More specifically, for organic substances, the software correctly identifies the role of atoms, such as oxygen and nitrogen, which increase the polarity, and thus decrease logP; conversely, chlorine, bromine, fluorine, and carbon, for instance, increase logP. For inorganic compounds, the main features are present for the organic substances discussed above, but with very different relevance in some cases. In addition, some features are not present at all, such as in the cases with branching and a large number of rings. Obviously, these features are typical of organic substances.

The coefficient serves to clarify the role of SMILES components in increasing or decreasing logP. Figure 9 compares the influence of various correlation weights, indicating that there is some difference in the participation of different features in the organization of the models. Thus, for inorganic compounds, the same features present for organic compounds appear, but sometimes with a different relevance, as represented by the coefficients. This is the case with chlorine, for instance. It appears both in Figure 7 and Figure 8, indicating a role associated with organic and inorganic substances; however, in the case of organic substances, its coefficient is the third largest one, while in the case of inorganic compounds, its coefficient is quite small. This can be explained by the fact that many polychlorinated organic substances largely contribute to the model for logP in the case of organic substances. Bromine and fluorine have a similar behavior, as shown in Figure 9.

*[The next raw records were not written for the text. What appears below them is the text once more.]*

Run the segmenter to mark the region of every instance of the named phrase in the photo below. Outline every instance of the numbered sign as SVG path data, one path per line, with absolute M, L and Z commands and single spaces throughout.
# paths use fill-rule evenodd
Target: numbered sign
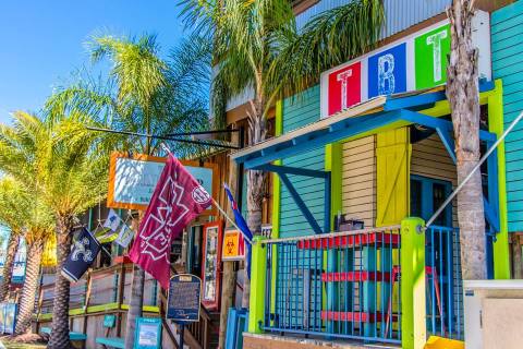
M 181 274 L 171 277 L 167 318 L 175 322 L 199 321 L 199 299 L 202 280 L 191 274 Z
M 227 230 L 223 233 L 223 246 L 221 249 L 222 261 L 243 261 L 245 256 L 245 241 L 239 230 Z

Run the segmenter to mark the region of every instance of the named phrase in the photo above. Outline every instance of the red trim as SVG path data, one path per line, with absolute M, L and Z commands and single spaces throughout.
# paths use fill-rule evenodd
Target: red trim
M 354 236 L 335 237 L 302 240 L 297 242 L 299 249 L 332 249 L 332 248 L 356 248 L 363 245 L 378 245 L 385 248 L 398 249 L 400 245 L 400 234 L 369 232 Z

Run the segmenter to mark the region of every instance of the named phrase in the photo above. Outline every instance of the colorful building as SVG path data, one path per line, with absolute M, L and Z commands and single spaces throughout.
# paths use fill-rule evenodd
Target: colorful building
M 385 1 L 382 45 L 279 101 L 276 136 L 232 155 L 273 181 L 272 234 L 253 253 L 245 348 L 318 340 L 422 348 L 429 335 L 464 338 L 455 202 L 424 226 L 457 186 L 445 95 L 449 3 Z M 485 153 L 522 110 L 523 5 L 477 5 Z M 489 278 L 510 278 L 511 263 L 521 273 L 519 238 L 513 258 L 509 244 L 523 217 L 518 130 L 482 167 Z
M 315 14 L 348 2 L 294 1 L 296 23 L 302 27 Z M 483 149 L 523 109 L 523 3 L 508 2 L 476 1 L 483 10 L 474 34 L 481 55 Z M 234 161 L 224 152 L 200 159 L 219 165 L 217 182 L 235 189 L 244 213 L 244 171 L 272 173 L 265 195 L 265 238 L 258 238 L 253 251 L 244 348 L 326 341 L 418 348 L 431 334 L 464 338 L 455 203 L 424 229 L 424 220 L 457 186 L 445 95 L 450 47 L 445 9 L 450 1 L 384 3 L 379 47 L 325 72 L 318 85 L 278 101 L 269 112 L 271 140 L 232 154 Z M 248 99 L 246 91 L 228 104 L 228 125 L 239 130 L 234 143 L 240 146 Z M 522 130 L 516 127 L 482 168 L 491 278 L 523 277 Z M 224 193 L 218 193 L 216 198 L 228 206 Z M 105 207 L 95 208 L 85 224 L 95 229 L 106 216 Z M 205 215 L 175 241 L 172 262 L 178 273 L 205 278 L 205 231 L 216 221 L 226 228 L 219 215 Z M 133 266 L 123 249 L 110 242 L 106 249 L 110 256 L 100 254 L 94 269 L 71 286 L 71 330 L 85 336 L 87 348 L 99 348 L 97 338 L 125 334 Z M 206 288 L 200 322 L 187 328 L 185 341 L 215 348 L 219 332 L 227 329 L 227 348 L 240 348 L 245 315 L 228 308 L 241 308 L 243 265 L 219 258 L 212 263 L 214 284 Z M 232 291 L 222 279 L 226 263 L 232 263 Z M 38 332 L 50 326 L 52 273 L 42 275 L 40 289 Z M 148 277 L 147 316 L 163 316 L 165 296 Z M 220 313 L 240 323 L 220 328 Z M 177 328 L 163 325 L 163 346 L 170 347 Z

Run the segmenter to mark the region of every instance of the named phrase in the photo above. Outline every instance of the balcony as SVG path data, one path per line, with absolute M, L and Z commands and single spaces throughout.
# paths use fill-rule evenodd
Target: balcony
M 265 302 L 254 292 L 250 333 L 405 348 L 413 336 L 462 339 L 458 230 L 416 221 L 260 239 L 252 282 Z

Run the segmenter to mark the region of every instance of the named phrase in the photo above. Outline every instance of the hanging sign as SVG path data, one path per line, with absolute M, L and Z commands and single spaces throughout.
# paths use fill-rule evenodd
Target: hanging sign
M 166 158 L 143 154 L 129 157 L 123 153 L 111 154 L 109 168 L 109 192 L 107 207 L 146 210 L 156 183 L 160 178 Z M 218 173 L 216 164 L 180 160 L 187 171 L 214 197 L 218 192 L 214 174 Z M 216 208 L 209 205 L 204 214 L 214 215 Z
M 175 322 L 199 321 L 202 280 L 191 274 L 171 277 L 167 300 L 167 318 Z
M 477 11 L 473 43 L 479 77 L 490 80 L 490 23 Z M 450 24 L 442 21 L 321 74 L 321 118 L 384 95 L 433 88 L 447 82 Z
M 245 241 L 239 230 L 226 230 L 221 249 L 222 261 L 243 261 L 245 257 Z
M 161 318 L 136 317 L 133 349 L 161 348 Z

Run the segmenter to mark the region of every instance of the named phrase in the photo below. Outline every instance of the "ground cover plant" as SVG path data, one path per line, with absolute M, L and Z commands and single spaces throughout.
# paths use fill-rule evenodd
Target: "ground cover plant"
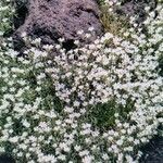
M 163 122 L 162 3 L 146 9 L 141 26 L 131 17 L 117 33 L 106 23 L 102 37 L 85 46 L 76 40 L 77 48 L 70 51 L 64 38 L 42 46 L 23 33 L 27 49 L 17 57 L 12 38 L 2 36 L 12 28 L 14 11 L 12 1 L 4 2 L 0 153 L 17 163 L 139 162 L 140 148 Z M 116 1 L 101 2 L 114 14 Z M 85 39 L 92 34 L 93 27 L 78 32 Z

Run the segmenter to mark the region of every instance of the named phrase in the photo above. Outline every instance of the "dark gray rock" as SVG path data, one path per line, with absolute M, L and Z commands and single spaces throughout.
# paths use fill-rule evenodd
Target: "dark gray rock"
M 28 0 L 24 10 L 24 21 L 14 21 L 16 27 L 21 22 L 13 35 L 16 50 L 24 46 L 21 39 L 24 32 L 33 38 L 41 38 L 43 43 L 54 43 L 60 37 L 71 42 L 85 41 L 77 32 L 87 32 L 90 26 L 95 27 L 95 36 L 102 34 L 100 10 L 95 0 Z
M 122 5 L 116 9 L 120 14 L 136 16 L 137 23 L 146 20 L 147 13 L 145 8 L 149 7 L 153 10 L 156 7 L 156 0 L 123 0 Z

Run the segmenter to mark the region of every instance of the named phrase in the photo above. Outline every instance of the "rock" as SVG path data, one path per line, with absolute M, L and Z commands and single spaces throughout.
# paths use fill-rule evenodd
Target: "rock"
M 41 38 L 43 43 L 54 43 L 64 37 L 66 46 L 76 39 L 85 41 L 77 35 L 80 29 L 87 33 L 93 26 L 95 36 L 102 34 L 96 0 L 28 0 L 24 9 L 25 20 L 20 18 L 21 26 L 13 35 L 15 50 L 24 46 L 21 38 L 24 32 L 32 38 Z M 15 26 L 18 21 L 14 21 Z
M 124 0 L 117 9 L 120 14 L 128 16 L 137 16 L 137 23 L 140 24 L 146 20 L 147 13 L 145 8 L 149 7 L 153 10 L 156 7 L 156 0 Z

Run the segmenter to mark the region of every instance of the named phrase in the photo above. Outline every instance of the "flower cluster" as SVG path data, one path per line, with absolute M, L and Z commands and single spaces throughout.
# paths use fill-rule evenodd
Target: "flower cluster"
M 38 38 L 17 58 L 2 40 L 0 152 L 20 163 L 138 162 L 163 122 L 163 9 L 155 10 L 146 33 L 106 33 L 70 51 L 62 38 L 51 46 Z

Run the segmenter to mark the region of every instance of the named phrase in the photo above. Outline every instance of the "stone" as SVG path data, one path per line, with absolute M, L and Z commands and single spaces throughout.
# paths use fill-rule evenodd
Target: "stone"
M 26 12 L 23 14 L 24 21 L 14 21 L 17 27 L 13 34 L 15 50 L 24 47 L 21 38 L 24 32 L 34 39 L 41 38 L 42 43 L 48 45 L 64 37 L 67 48 L 73 47 L 74 40 L 85 42 L 85 39 L 77 35 L 80 29 L 87 33 L 88 28 L 93 26 L 95 36 L 101 36 L 103 32 L 96 0 L 28 0 L 23 8 Z
M 137 15 L 137 23 L 141 24 L 147 17 L 146 7 L 153 10 L 156 7 L 156 0 L 124 0 L 116 11 L 128 16 Z

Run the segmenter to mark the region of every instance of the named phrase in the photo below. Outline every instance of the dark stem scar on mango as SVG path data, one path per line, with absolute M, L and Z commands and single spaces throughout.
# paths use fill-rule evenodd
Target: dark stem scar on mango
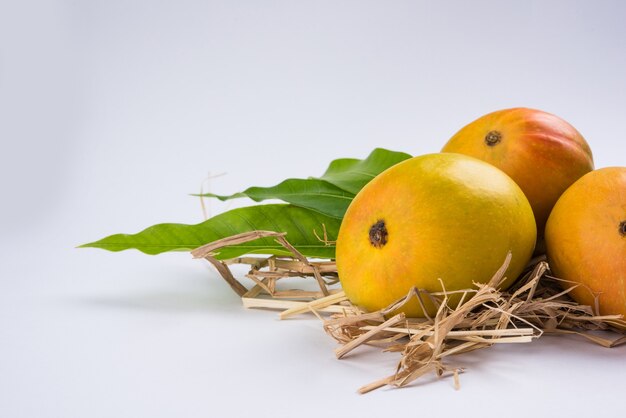
M 389 232 L 387 231 L 387 227 L 385 226 L 385 221 L 379 219 L 372 227 L 370 228 L 370 243 L 375 248 L 382 248 L 387 244 L 387 239 L 389 238 Z
M 500 141 L 502 141 L 502 134 L 498 131 L 489 131 L 487 135 L 485 135 L 485 144 L 490 147 L 493 147 Z

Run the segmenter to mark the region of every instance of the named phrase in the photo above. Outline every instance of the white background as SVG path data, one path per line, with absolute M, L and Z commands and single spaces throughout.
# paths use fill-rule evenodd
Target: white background
M 546 337 L 366 396 L 317 319 L 246 311 L 185 253 L 77 250 L 201 221 L 198 192 L 436 152 L 500 108 L 556 113 L 626 163 L 619 1 L 0 3 L 0 416 L 621 413 L 626 347 Z M 214 204 L 213 214 L 229 205 Z M 601 405 L 601 406 L 600 406 Z

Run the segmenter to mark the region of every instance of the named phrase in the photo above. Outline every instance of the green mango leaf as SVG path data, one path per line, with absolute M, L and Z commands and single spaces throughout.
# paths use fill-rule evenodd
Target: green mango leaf
M 375 149 L 366 159 L 342 158 L 330 163 L 320 178 L 288 179 L 272 187 L 250 187 L 232 195 L 205 193 L 225 201 L 248 197 L 256 202 L 278 199 L 324 215 L 343 218 L 354 196 L 387 168 L 411 158 L 403 152 Z
M 374 177 L 411 155 L 404 152 L 376 148 L 364 160 L 342 158 L 330 163 L 320 180 L 327 181 L 340 189 L 357 194 Z
M 287 240 L 307 257 L 334 258 L 335 247 L 320 241 L 327 234 L 337 238 L 341 220 L 292 205 L 258 205 L 233 209 L 196 225 L 165 223 L 137 234 L 116 234 L 81 245 L 109 251 L 136 249 L 146 254 L 190 251 L 209 242 L 243 232 L 265 230 L 285 232 Z M 291 255 L 273 238 L 261 238 L 219 250 L 220 260 L 244 254 Z
M 317 179 L 288 179 L 273 187 L 250 187 L 230 196 L 212 193 L 201 196 L 214 197 L 222 201 L 239 197 L 249 197 L 256 202 L 280 199 L 339 219 L 343 218 L 348 205 L 354 199 L 354 194 Z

The list of promoters for the increase and decrease in logP for dataset 3 (Table 7) shows that the property is sensitive to the complexes possessing 3D features, as well as to presence of double bonds. This kind of information is present in dataset 3, which is a quite focused population of substances enabling the investigation of sophisticated features. Thus, one can identify an essential difference between the considered model for organic and inorganic compounds and the model for Pt (IV) complexes. Certain features are common to all datasets. Indeed, oxygen and nitrogen are responsible for an increased polarity, and thus a reduced logP, while branching and chlorine increase logP, as discussed above, for the previous datasets as well.

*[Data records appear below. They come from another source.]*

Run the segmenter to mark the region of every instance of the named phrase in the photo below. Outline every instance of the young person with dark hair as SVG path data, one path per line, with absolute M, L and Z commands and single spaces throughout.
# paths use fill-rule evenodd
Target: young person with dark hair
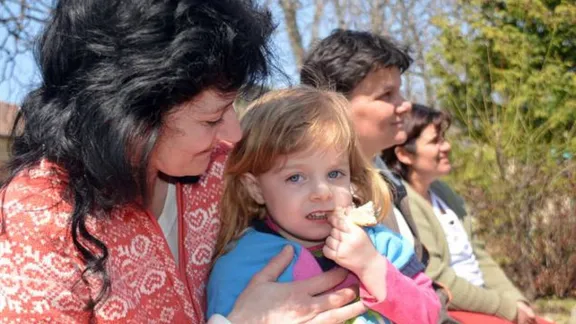
M 405 119 L 407 140 L 382 153 L 406 181 L 410 209 L 430 253 L 426 273 L 452 292 L 450 314 L 462 323 L 547 323 L 473 237 L 464 201 L 439 181 L 451 170 L 445 112 L 414 104 Z
M 232 103 L 269 74 L 273 29 L 250 0 L 55 4 L 0 191 L 0 322 L 205 321 L 222 168 L 241 137 Z M 230 321 L 365 311 L 341 307 L 350 289 L 314 296 L 345 271 L 274 282 L 292 253 Z
M 393 191 L 394 208 L 383 224 L 408 239 L 419 260 L 427 264 L 428 255 L 410 214 L 406 189 L 380 158 L 382 150 L 406 140 L 404 118 L 412 104 L 402 97 L 400 88 L 402 73 L 411 63 L 406 49 L 386 37 L 337 29 L 311 49 L 300 81 L 335 90 L 350 100 L 349 115 L 361 149 Z M 448 294 L 436 288 L 444 305 L 440 322 L 456 323 L 445 312 Z

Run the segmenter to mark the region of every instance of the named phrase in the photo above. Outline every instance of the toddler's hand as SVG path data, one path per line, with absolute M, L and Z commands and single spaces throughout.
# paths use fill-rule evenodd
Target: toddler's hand
M 368 265 L 379 256 L 378 251 L 360 226 L 340 215 L 336 212 L 328 218 L 332 231 L 322 252 L 325 257 L 362 277 Z

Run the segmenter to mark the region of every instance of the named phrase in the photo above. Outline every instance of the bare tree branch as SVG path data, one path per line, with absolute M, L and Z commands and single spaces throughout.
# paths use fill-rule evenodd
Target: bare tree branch
M 0 83 L 20 83 L 15 75 L 19 57 L 32 51 L 53 5 L 53 0 L 0 0 Z
M 290 39 L 290 46 L 294 54 L 294 61 L 299 69 L 304 60 L 304 45 L 302 44 L 302 36 L 298 28 L 297 8 L 299 3 L 296 0 L 278 0 L 278 4 L 284 12 L 284 20 L 286 22 L 286 31 Z

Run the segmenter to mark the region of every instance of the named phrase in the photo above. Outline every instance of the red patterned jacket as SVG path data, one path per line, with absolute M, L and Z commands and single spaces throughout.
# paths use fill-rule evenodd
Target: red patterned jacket
M 203 323 L 205 285 L 220 226 L 218 201 L 229 148 L 215 149 L 196 184 L 178 185 L 179 266 L 156 219 L 136 207 L 88 221 L 108 247 L 111 292 L 96 323 Z M 85 265 L 72 244 L 66 175 L 49 162 L 26 170 L 3 190 L 0 232 L 0 323 L 88 323 L 88 296 L 98 277 L 80 281 Z

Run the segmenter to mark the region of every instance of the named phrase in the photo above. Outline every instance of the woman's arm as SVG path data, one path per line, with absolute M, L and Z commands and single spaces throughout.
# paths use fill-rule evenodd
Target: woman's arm
M 450 290 L 452 293 L 450 307 L 514 320 L 517 309 L 516 299 L 501 295 L 496 290 L 474 286 L 456 275 L 450 267 L 448 243 L 432 207 L 413 189 L 408 186 L 407 189 L 410 209 L 420 234 L 420 240 L 430 255 L 426 274 Z
M 277 283 L 276 279 L 293 258 L 294 250 L 285 247 L 256 274 L 236 300 L 228 320 L 236 323 L 342 323 L 366 311 L 362 302 L 347 305 L 355 292 L 342 289 L 323 294 L 348 272 L 337 269 L 303 281 Z M 346 305 L 346 306 L 345 306 Z

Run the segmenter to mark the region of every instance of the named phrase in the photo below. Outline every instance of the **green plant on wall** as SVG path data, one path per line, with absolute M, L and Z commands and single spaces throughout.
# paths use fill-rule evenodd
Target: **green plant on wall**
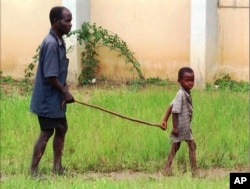
M 134 57 L 134 53 L 128 49 L 127 44 L 117 34 L 113 34 L 100 26 L 97 27 L 96 24 L 84 22 L 81 29 L 70 32 L 68 37 L 72 35 L 77 36 L 79 44 L 85 44 L 85 51 L 81 53 L 83 69 L 78 78 L 81 84 L 88 84 L 96 77 L 99 63 L 96 51 L 103 46 L 117 51 L 118 57 L 124 57 L 125 63 L 131 63 L 131 70 L 135 69 L 138 77 L 144 80 L 140 64 Z
M 31 79 L 34 76 L 33 70 L 35 68 L 36 63 L 38 62 L 39 51 L 40 51 L 40 46 L 37 47 L 36 54 L 32 57 L 32 62 L 29 63 L 27 68 L 24 69 L 24 82 L 26 84 L 30 84 Z

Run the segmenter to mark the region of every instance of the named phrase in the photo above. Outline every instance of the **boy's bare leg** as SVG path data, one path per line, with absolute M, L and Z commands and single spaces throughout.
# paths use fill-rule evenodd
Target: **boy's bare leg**
M 54 165 L 53 172 L 56 174 L 62 174 L 64 168 L 62 166 L 62 155 L 64 148 L 64 140 L 67 132 L 67 124 L 60 126 L 55 129 L 55 136 L 53 141 L 53 151 L 54 151 Z
M 30 166 L 30 174 L 31 176 L 35 176 L 38 171 L 38 164 L 43 156 L 43 153 L 45 151 L 47 142 L 49 138 L 53 135 L 53 129 L 49 130 L 42 130 L 37 142 L 34 146 L 34 151 L 33 151 L 33 156 L 32 156 L 32 161 L 31 161 L 31 166 Z
M 171 151 L 168 154 L 168 159 L 164 168 L 164 174 L 170 176 L 172 174 L 171 165 L 175 157 L 176 152 L 179 150 L 181 143 L 174 142 L 171 147 Z
M 187 141 L 189 147 L 189 159 L 191 164 L 192 175 L 196 176 L 197 174 L 197 165 L 196 165 L 196 144 L 194 140 Z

The features relevant for dataset 4 are shown in Table 8. In the case of the models of enthalpy formation, some features increase the enthalpy, with different levels of effect, considering the sign and value of the coefficient. As in the other cases, it is necessary to have consistency between the three runs. Thus, mercury, tin, organic carbon, and a relatively large number of rings (three) increase enthalpy. Conversely, chlorine, boron, branching, and aliphatic carbon decrease the enthalpy. Chlorine is by far the most relevant feature playing a role in enthalpy, followed by boron and mercury.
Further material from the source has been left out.